You can read all about tools promoting this exact world view, for example: https://chronus.com/blog/mentoring-in-the-ai-world

But, just like with Prop 50, we’re not living in a utopia. Using culture as a tool for education isn’t a new idea. But it is one that’s laced with subconscious bias and bigotry.

AI models tend to “inadvertently perpetuate societal biases present in their training data, leading to discriminatory mentor-mentee matching algorithms”. So instead of being brought to a mentor that would be effective for you, it’ll just find someone that looks like you or has a similar cultural background! Further isolating groups and limiting the ability of people to see those outside of their culture as knowledgable, and leading to more racism in society! Sounds great right?!

It’s a further example of taking something fundamentally human - finding someone who you trust and value to train you - and turning it into a mechanical exercise focused on outputs instead of growth. You’re missing opportunities for human connection that can create new connections in your brain that didn’t exist before - matching two seemingly unrelated pieces together to form something new. AI isn’t going to do that for you, but your mentor is!


All this is to just reiterate, that just because we have numbers to measure something doesn’t mean the measurement tells us anything valuable. And I’m not saying that these measurements AREN’T valuable just because they conflict with my hypothesis. Actually the opposite, they ARE valuable and do tell us something - I just think we’re missing what that something is, which is that we’re training away from the basics in order to spend more time doing things that require the basics as a base level of understanding.

Which leads us to what is any of this data and analysis actually telling us?

It’s validating my priors which makes me nervous is the real truth lol. It’s telling me that while we are finding the efficiencies in AI aides when it comes to working, it’s not providing any of the intangible benefits of mentorship that we’re losing by relying on AI to be a mentor or teacher.

Using it for mundane tasks, for things you already know how to do and just need to have done in less time, or for enhancing existing skills… it’s got chops. It can get the job done.
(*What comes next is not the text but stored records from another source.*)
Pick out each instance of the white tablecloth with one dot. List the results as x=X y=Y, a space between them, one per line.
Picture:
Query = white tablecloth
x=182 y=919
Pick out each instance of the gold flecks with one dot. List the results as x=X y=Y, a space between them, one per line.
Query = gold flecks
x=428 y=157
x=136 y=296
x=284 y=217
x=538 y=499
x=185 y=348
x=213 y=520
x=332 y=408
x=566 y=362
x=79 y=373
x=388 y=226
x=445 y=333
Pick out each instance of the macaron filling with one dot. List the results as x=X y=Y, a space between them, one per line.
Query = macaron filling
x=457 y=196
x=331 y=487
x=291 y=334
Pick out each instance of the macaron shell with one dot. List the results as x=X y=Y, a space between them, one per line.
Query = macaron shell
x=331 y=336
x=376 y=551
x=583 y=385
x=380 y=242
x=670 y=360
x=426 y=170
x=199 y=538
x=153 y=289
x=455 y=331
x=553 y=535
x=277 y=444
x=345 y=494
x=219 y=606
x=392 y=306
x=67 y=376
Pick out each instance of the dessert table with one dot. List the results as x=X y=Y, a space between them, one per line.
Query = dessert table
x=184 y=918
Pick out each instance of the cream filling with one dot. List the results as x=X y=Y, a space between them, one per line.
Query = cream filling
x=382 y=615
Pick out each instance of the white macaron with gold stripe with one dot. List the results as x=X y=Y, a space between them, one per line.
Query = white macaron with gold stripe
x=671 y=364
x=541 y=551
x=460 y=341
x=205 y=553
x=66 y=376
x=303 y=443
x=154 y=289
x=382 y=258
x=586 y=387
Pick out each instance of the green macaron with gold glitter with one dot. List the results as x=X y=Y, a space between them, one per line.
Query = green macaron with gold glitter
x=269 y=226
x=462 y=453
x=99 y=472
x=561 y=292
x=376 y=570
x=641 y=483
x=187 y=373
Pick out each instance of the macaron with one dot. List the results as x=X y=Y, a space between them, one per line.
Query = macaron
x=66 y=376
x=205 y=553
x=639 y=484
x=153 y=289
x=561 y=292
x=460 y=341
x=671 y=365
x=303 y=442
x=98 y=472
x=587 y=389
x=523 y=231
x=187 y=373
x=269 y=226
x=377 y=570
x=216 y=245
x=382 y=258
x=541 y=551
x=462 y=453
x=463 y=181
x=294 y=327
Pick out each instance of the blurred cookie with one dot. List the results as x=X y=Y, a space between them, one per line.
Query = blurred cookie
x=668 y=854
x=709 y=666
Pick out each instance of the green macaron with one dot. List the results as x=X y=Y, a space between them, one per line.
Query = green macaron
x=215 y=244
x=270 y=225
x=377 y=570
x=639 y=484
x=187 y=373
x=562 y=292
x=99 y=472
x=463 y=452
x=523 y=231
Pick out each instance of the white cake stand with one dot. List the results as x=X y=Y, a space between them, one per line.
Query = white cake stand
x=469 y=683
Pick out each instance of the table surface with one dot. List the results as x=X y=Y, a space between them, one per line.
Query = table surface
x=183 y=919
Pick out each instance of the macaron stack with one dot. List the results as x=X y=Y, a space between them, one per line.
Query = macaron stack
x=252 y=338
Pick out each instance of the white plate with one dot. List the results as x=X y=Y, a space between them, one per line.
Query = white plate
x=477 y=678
But once you start outsourcing learning ESPECIALLY the basics, it turns into a magic box. It’s doing things without you understanding them. And as long as it works, we figure it’s fine. But in the long run, it’s going to create more work than it relieves, and it’ll lead to such a brain drain that the only way out will be to completely abandon the tools at all costs. I think that’s a significant problem that we need to address and ensure that as we’re adopting tools we’re adopting them in the right way.

To go back to our pulley analogy from the previous article, if used correctly, it can be a huge aid to solve problems that were really hard to solve without the tool! But used incorrectly, it can wield incredible power that can be very harmful.

Without taking the time to learn and understand the limitations, we’re just going to abdicate ourselves over to machines. And guess who owns those machines… the oligarchs who only see you as a big pile of money to extract! I’m not really in for that… are you?